À ces occasions, le Magistrat édictait des consignes très strictes. En 1444, pour la procession
de la Fête-Dieu à Colmar, tout un chacun doit y participer dans son meilleur habit en l’honneur
du Saint-Sacrement. En 1434-1435, le Magistrat de Colmar, en accord avec les chanoines de Saint-Martin, décrète, en raison d’épidémies, d’intempéries et de cherté, une procession à laquelle devra participer toute personne âgée de plus de 12 ans, pieds nus et en habit de laine, c’est-à-dire en tenue de pénitent. Au courant de la procession, il sera défendu de bavarder, les femmes devront rester avec les femmes et les hommes avec les hommes, sous peine de 30 ß d’amende. Pendant la procession, tout travail en ville est interdit. Aucun magasin ni aucune auberge ne devront être ouverts, et personne ne sera autorisé à quitter la ville tôt le matin pour travailler. À Strasbourg aussi, la procession pour la Fête-Dieu 1472 est strictement réglementée par le Magistrat : aux corporations, aux écoliers, aux chanoines, aux autres prêtres est assignée une place, que chacun doit respecter, sans dépasser les autres, sans s’attrouper ni se pousser dans les ruelles étroites. On défend aux porteurs de cierges d’accrocher des verres ou des gourdes avec du vin à leur porte-cierge (AVES 1MR 2, p. 159-161). Une gravure sur bois du XVe siècle représente la procession organisée à Strasbourg en 1477 pour fêter la victoire sur Charles le Téméraire (Iconoclasme, p. 188).
En tête du cortège était porté le Saint-Sacrement, suivi par le clergé. Puis venait la grande croix-reliquaire de la cathédrale, portée par les Franciscains et suivie par les hommes. Les Dominicains portaient la Vierge miraculeuse, qui était suivie par les femmes.
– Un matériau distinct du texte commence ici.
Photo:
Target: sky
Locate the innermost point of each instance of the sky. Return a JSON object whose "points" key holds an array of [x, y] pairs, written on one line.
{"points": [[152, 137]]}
Ces exemples montrent que lorsque la procession est organisée par le Magistrat, la participation de tout un chacun relève d’une obligation civique et non d’un acte de dévotion personnel. La procession, c’est aussi la communauté en marche dans un ordre exprimant sa hiérarchie. La place occupée par les corporations dans la procession est révélatrice de leur rang. Si d’une année à l’autre, l’une d’entre elles se retrouve reléguée plus loin du Saint-Sacrement, il s’agit d’une atteinte grave à son honneur. C’est pour avoir perdu leur place dans la procession du Saint-Sacrement en 1495 que les compagnons boulangers de Colmar entament une grève qui durera dix ans.
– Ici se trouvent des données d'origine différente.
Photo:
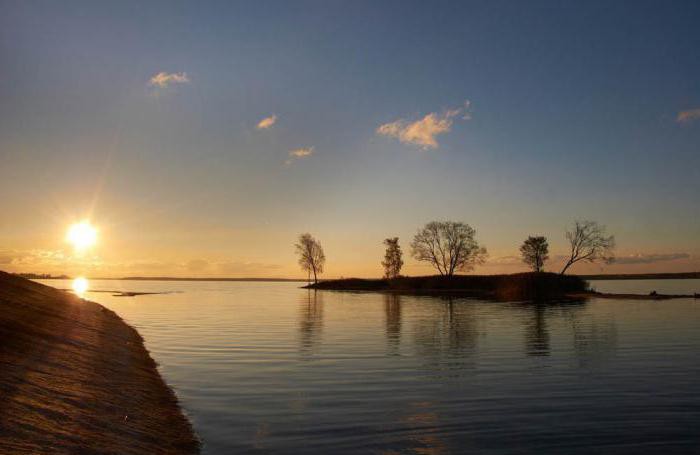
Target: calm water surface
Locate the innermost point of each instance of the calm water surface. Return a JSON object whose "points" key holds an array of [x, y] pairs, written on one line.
{"points": [[270, 368]]}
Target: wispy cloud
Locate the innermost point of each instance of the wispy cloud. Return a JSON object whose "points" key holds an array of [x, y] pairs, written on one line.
{"points": [[163, 79], [300, 153], [650, 258], [688, 115], [423, 132], [267, 122]]}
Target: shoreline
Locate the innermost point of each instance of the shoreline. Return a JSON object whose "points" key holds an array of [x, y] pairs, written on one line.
{"points": [[540, 286], [75, 378]]}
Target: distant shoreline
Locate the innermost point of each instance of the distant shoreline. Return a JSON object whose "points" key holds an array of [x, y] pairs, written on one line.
{"points": [[598, 277]]}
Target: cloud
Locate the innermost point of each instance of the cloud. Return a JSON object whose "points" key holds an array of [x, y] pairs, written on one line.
{"points": [[650, 258], [245, 268], [267, 122], [423, 132], [197, 265], [300, 153], [688, 116], [163, 79]]}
Lors de l’introduction de la Réforme, les processions sont abolies. Ainsi, en 1534, le Magistrat de Strasbourg a fait « fermer la paroisse de Saint-Étienne pour faire cesser les processions qu’on faisait au sépulcre de sainte Attale » (AVES AA 2580). Lors de la réintroduction du catholicisme à partir de 1681, une série de prescriptions impose aux protestants une attitude de déférence lors du passage du Saint-Sacrement. Certaines processions donnent lieu à des excès contre les protestants, brutalisés ou contraints de s’agenouiller : les doléances du Convent ecclésiastique, l’organe de direction de l’Église luthérienne de Strasbourg, sont nombreuses à ce sujet. Mais il arrive aussi que le passage d’une procession dans un village protestant suscite des moqueries, qui peuvent conduire à des bagarres.